CybersecurityJune 26, 2026· via The Hacker News

Russian authorities cracked activist’s iPhone months after Cellebrite sales ban

Russian authorities cracked activist’s iPhone months after Cellebrite sales ban

Image : The Hacker News

A detained opposition activist’s iPhone was unlocked months after Cellebrite said it would stop selling forensic tools to Russia, new research shows. Citizen Lab says traces on the device and an official Russian procurement record confirm that the country’s authorities used UFED hardware and software in June 2021 despite the cutoff.

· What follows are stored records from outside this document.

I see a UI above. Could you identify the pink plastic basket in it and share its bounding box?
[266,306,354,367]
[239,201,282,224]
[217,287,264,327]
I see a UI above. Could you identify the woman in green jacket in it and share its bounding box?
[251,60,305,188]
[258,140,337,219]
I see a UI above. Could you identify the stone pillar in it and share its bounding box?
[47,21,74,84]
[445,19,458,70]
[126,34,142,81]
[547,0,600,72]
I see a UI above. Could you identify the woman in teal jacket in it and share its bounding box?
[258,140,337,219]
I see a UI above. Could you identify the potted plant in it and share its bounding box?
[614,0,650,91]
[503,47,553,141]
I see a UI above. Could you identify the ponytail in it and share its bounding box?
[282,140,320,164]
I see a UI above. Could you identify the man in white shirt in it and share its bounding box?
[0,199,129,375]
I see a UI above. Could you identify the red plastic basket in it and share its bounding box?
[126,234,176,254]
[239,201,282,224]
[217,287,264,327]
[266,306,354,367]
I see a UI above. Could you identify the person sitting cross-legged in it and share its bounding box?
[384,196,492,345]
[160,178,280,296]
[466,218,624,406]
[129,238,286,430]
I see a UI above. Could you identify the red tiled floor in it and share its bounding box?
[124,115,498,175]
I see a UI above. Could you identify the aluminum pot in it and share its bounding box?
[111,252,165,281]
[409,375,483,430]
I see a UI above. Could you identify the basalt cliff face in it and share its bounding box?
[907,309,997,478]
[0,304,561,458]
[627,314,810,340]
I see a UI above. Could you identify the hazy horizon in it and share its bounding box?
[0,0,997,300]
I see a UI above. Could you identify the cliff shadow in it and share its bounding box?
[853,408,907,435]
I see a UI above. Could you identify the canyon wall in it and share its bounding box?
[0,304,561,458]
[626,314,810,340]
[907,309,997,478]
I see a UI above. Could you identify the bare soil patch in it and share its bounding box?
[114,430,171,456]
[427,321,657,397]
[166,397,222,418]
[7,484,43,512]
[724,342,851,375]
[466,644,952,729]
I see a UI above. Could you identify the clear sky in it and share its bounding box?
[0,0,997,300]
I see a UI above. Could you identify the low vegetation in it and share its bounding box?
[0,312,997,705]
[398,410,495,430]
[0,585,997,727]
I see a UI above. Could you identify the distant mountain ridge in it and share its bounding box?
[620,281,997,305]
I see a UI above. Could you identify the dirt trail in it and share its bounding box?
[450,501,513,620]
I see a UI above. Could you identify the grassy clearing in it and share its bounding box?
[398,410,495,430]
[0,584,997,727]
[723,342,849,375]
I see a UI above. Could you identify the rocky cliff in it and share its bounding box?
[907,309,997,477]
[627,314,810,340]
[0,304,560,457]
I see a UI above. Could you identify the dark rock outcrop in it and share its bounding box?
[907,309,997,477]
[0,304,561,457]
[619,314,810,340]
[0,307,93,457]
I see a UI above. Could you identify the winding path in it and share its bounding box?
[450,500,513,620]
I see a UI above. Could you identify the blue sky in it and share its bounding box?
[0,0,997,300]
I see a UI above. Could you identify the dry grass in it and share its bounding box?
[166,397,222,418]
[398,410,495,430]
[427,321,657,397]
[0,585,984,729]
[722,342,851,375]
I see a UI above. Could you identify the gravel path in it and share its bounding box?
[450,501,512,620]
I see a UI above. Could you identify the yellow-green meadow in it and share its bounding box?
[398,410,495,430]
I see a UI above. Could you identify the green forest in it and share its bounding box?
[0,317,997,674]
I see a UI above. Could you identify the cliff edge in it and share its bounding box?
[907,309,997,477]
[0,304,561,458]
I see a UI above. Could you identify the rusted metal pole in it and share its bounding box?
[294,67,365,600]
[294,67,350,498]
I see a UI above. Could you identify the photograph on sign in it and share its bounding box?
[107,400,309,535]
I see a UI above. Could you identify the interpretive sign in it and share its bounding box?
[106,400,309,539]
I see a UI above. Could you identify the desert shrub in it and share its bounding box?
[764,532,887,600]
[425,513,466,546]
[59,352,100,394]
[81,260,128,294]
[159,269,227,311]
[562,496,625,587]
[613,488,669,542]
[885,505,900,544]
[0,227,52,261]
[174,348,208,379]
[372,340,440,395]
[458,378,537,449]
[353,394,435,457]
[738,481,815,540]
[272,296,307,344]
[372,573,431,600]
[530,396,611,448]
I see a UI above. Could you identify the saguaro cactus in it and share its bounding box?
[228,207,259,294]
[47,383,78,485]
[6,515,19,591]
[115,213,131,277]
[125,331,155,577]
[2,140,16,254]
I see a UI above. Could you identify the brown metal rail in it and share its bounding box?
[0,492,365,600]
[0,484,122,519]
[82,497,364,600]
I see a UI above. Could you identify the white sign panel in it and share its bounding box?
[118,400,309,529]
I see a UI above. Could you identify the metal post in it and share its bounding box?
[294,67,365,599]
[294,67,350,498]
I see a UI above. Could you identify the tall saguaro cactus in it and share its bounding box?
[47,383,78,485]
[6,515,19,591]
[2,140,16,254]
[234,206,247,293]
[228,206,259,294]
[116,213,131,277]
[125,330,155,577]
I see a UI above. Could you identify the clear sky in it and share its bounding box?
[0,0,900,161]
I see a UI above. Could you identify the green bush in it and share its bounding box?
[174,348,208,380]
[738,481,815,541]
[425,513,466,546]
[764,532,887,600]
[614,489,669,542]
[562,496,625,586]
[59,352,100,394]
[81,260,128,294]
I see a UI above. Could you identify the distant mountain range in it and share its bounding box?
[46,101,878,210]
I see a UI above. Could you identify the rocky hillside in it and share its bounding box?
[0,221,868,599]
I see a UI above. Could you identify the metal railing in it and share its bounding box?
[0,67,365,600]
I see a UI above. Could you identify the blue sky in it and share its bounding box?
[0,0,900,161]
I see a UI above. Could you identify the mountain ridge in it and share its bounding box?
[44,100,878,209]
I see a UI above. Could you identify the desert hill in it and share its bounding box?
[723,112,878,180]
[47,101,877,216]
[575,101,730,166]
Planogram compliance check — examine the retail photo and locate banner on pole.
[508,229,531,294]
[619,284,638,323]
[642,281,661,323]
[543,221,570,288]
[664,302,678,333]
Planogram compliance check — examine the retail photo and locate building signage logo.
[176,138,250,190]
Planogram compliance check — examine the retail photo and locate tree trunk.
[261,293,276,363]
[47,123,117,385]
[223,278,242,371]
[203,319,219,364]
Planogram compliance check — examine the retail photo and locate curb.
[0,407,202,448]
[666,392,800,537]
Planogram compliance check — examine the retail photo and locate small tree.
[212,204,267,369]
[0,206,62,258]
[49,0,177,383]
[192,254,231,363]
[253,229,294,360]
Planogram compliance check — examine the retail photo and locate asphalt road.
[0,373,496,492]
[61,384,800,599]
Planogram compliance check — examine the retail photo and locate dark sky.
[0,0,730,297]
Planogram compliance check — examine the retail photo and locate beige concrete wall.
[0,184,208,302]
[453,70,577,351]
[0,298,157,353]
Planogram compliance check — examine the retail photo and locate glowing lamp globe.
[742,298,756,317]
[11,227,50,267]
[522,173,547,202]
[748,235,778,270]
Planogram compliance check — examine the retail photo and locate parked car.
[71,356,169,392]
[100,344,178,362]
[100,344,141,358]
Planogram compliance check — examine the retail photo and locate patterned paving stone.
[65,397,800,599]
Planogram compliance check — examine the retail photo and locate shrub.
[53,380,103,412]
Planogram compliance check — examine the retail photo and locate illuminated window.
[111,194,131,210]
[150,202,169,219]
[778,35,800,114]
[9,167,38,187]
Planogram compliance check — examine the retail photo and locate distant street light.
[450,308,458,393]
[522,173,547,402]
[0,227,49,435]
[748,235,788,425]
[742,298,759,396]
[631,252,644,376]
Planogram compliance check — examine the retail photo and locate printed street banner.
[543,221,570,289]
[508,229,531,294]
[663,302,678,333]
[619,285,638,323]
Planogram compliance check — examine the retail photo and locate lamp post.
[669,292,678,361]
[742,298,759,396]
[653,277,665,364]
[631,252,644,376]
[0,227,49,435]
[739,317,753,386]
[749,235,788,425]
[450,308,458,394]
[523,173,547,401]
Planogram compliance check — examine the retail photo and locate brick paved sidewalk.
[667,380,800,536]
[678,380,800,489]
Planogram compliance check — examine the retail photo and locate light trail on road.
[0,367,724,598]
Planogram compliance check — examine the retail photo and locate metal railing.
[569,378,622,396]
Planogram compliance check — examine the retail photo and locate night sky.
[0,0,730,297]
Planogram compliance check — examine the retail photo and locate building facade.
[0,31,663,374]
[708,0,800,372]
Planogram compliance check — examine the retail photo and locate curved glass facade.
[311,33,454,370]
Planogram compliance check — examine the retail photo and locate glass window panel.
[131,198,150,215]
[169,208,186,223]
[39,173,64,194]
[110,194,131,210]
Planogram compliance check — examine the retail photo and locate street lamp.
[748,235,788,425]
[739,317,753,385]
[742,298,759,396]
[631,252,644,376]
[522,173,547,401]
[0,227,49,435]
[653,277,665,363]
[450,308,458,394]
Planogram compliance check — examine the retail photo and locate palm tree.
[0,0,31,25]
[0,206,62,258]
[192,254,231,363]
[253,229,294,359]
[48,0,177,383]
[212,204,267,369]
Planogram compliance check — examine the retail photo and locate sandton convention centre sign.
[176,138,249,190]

The findings highlight how forensic vendors’ restrictions can be circumvented when government buyers already possess older equipment or find alternative supply routes. Cellebrite announced in March 2021 that it would halt sales to Russia and Belarus, citing concerns over human-rights abuses. Yet the same month, Russian police obtained a UFED Touch device through a reseller in a neighboring country, according to procurement documents examined by Citizen Lab.

A gap in the sanctions wall

The report underscores a recurring challenge in export controls: once tools are in-country, regulators struggle to prevent their continued use. UFED devices are designed to extract data from locked phones, including iPhones, and have been marketed to law-enforcement agencies worldwide. Citizen Lab’s analysis points to remnants of UFED operations on Pivovarov’s phone, alongside an official Russian customs declaration listing the same model number.

What this means for activists and tech firms

For activists and journalists operating in repressive regimes, the discovery is a reminder that forensic hardware can outlast corporate bans. Tech companies that restrict sales must also track downstream transfers and usage, or risk contributing to surveillance ecosystems they aim to disrupt. The case also raises questions about the long-term effectiveness of export controls when resellers and gray markets remain active.